Aggregate most relevant results with MySQL's fulltext search across many tables - mysql

I am running fulltext queries on multiple tables on MySQL 5.5.22. The application uses innodb tables, so I have created a few MyISAM tables specifically for fulltext searches.
For example, some of my tables look like
account_search
===========
id
account_id
name
description
hobbies
interests
product_search
===========
id
product_id
name
type
description
reviews
As these tables are solely for fulltext search, they are denormalized. Data can come from multiple tables and are agregated into the search table. Besides the ID columns, the rest of the columns are assigned to 1 fulltext index.
To work around the "50%" rule with fulltext searches, I am using IN BOOLEAN MODE.
So for the above, I would run:
SELECT *, MATCH(name, type, description, reviews) AGAINST('john') as relevance
FROM product_search
WHERE MATCH(name, type, description, reviews) AGAINST('john*' IN BOOLEAN MODE) LIMIT 10
SELECT *, MATCH(name, description, hobbies, interests) AGAINST('john') as relevance
FROM account_search
WHERE MATCH(name, description, hobbies, interests) AGAINST('john*' IN BOOLEAN MODE) LIMIT 10
Let's just assume that we have products called "john" as well :P
The problem I am facing are:
To get meaningful relevance, I need to use a search without IN BOOLEAN MODE. This means that the search is subjected to the 50% rule and word length rules. So, quite often, if I most of the products in the product_search table is called john, their relevance would be returned as 0.
Relevances between multiple queries are not comparable. (I think a relevance of 14 from one query does not equal a relevance of 14 from another different query).
Searches will not be just limited to these 2 tables, there are other "object types", for example: "orders", "transactions", etc.

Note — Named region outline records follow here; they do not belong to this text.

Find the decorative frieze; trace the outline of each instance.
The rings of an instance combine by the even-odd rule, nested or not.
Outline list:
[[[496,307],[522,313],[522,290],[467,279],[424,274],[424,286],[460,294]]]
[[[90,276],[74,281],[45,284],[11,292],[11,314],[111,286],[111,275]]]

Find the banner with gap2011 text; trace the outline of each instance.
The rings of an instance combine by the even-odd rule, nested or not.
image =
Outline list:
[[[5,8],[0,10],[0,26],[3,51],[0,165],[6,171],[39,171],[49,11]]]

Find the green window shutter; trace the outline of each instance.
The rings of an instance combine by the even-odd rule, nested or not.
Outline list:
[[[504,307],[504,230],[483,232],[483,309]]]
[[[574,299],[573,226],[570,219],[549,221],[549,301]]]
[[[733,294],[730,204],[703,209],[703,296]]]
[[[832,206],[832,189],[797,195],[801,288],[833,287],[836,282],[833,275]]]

I would like to be able to return the top 7 most relevant results of ALL object types given a set of keywords (1 search box returns results for ALL objects).
Given the above, what are some algorithms or perhaps even better ideas for get the top 7?
I know I can use things like solr and elasticsearch, I have already tried them and am in the proces of integrating them into the application, but I would like to be able to provide search for those who only have access to MySQL.

So after thinking about this for a while, I decided that the relevance ranking has to be done with 1 query within MySQL.
This is because:
Relevance between seperate queries can't be compared.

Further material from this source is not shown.